It is worth mentioning that the used protocols were not uniform and the suggested possible therapeutic benefit were variable. Furthermore, in all these experiments, there was a reduction in blood glucose levels among the treated diabetic animals, but euglycemia was not achieved. It is likely that the exosomes used were derived from undifferentiated MSCs and not from mature β cells or IPCs. It is reasonable to assume that exosomes derived from β cells or human IPCs (educated exosomes) may achieve better therapeutic results. An experimental study by Bai et al. supports this hypothesis [97]. These investigators utilized a differentiation protocol based on previously reported methods by Pagliuca et al. [98] and Millman et al. [8]. At the final stage, the differentiated iPSCs were incubated with 15 μg/ml of EVs derived from 1 × 105 human β cells. The EVs were replaced every 3 days for 15 days. The authors reported that this coculture promoted the differentiation of iPSCs to what they called i-β cells. In vitro, these i-β cells exhibited the functional properties of pancreatic β cells. There was a significant upregulation of insulin which was reversed in the presence of miR-212 and miR-132 inhibitors. These miRs enhance the differentiation of β cells by stabilizing NGN3 expression [99]. In vivo, 2 × 107 i-β cells were transplanted under the renal capsule of STZ-induced diabetic SCID mice. Following transplantation, the blood glucose levels were normalized at all time points during a follow-up period of 4 weeks. However, the authors did not determine or quantify the extent of functional improvement following coculture of their differentiated iPSCs with β cell-derived EVs.

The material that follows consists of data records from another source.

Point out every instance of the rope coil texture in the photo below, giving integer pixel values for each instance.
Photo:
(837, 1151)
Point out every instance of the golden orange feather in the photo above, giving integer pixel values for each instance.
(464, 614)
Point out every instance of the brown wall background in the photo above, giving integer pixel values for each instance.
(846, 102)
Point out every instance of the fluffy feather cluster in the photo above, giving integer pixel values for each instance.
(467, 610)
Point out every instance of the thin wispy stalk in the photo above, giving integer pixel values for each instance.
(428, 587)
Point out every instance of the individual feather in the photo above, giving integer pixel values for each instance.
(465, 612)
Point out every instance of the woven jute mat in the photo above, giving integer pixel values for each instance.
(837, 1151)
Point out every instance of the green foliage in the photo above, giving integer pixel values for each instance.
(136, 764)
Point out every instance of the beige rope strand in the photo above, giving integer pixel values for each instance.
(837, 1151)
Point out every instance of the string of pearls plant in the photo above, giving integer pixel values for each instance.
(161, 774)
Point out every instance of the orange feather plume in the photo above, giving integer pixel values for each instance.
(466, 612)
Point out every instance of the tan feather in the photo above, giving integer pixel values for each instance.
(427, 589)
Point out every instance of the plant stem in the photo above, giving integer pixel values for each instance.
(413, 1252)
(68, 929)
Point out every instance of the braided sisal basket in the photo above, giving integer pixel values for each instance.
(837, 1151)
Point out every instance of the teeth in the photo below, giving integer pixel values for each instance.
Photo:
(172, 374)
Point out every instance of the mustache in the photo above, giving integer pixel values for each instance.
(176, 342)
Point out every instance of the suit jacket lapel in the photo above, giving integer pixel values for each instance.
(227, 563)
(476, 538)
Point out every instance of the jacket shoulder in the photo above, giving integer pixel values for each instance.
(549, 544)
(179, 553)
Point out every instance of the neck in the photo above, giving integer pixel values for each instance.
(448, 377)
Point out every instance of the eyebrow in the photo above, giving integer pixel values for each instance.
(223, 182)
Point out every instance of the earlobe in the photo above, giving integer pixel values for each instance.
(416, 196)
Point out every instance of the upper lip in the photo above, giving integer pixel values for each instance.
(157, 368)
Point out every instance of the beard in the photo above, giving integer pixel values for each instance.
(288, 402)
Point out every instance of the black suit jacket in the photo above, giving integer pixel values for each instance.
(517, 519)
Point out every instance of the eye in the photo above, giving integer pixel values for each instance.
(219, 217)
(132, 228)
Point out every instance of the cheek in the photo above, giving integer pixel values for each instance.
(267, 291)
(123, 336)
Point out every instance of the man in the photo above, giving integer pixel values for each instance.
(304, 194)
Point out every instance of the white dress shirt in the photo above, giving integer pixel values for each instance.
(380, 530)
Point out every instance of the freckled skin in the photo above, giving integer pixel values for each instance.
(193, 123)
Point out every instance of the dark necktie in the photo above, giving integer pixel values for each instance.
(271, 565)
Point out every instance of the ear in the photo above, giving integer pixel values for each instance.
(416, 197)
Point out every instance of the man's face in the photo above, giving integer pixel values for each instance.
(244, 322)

EVs as an alternative to cell therapy
Preclinical studies of EVs utilized in the diagnosis and treatment of diabetes or its complications have been the subject of several reviews [100,101,102,103,104]. Only one clinical trial was posted in the ClinicalTrials.gov., in 2014 (NCT0213833). Since then, no results have been announced or reported. Meanwhile, experiences with stem cell-based therapy are common and are being continuously optimized [105]. However, the use of exosomes can avoid several problems associated with cell therapy notably necrosis and immune rejection. With exosomes, there is no possibility of teratogenesis since they have no nuclei. EVs can be stored and used as an off-the-shelf therapeutic tool that can be delivered on a timely basis [106]. Exosomes are administered intravenously, and their application can be repeated without an invasive procedure. Furthermore, they have an autonomous targeting ability and can be designed as carriers for specific molecules. Nevertheless, the therapeutic use of EVs is challenging because of the lack of standardized methods for their preparation or characterization. Moreover, the MSCs used as a source for exosome production are heterogeneous. As a result, the prepared samples may contain a mixture of EV subtypes. Witwer et al. [107] emphasized the need to combine the minimal criteria to identify MSCs as suggested by the International Society for Cell Therapy [108] and the recommendations of the International Society for Extracellular Vesicles, which were updated in 2018 [109]. In this manner, a framework can be defined for the preparation and characterization of EVs. Since global standardization of MSC-derived EVs has not yet been achieved, the final product should be defined by physical, biochemical, and functional attributes using reproducible assays.
Concluding remarks
Over the past decade, significant progress in stem cell therapy for diabetes has been achieved. Nevertheless, there are still several hurdles and challenges that have to be overcome before cell therapy can be reliably used for diabetes. The goal is to carry out successful cell transplantation without encapsulation, immunosuppression, or genetic manipulations. To achieve this goal, the use of MSC-derived IPCs provides a glimpse of hope. Compared to ESCs and iPSCs, MSCs have a negligible teratogenic risk [110]. Experimental evidence showed that allogenic transplantation of these cells does not evoke an immune response presumably based on the immunomodulatory functions of the undifferentiated population. The immunomodulatory function of MSC-derived IPCs can be further enhanced to overcome autoimmune reactions in individuals with T1DM [111,112,113,114]. The downside of MSC clinical applications is their heterogeneity which is dependent on the source of their procurement and the donor-to-donor variability [115, 116]. Attempts toward their standardization are currently under exploration [117]. The subcutaneous tissue would be an optimal site for cell transplantation [118]. However, the problem of poor vascularization has to be solved. A model for subcutaneous transplantation of MSC-derived IPCs is currently being tested in our laboratory. The cells are being transplanted within a fibrin matrix. In addition a small scaffold is being cotransplanted for drug delivery (Fig. 1).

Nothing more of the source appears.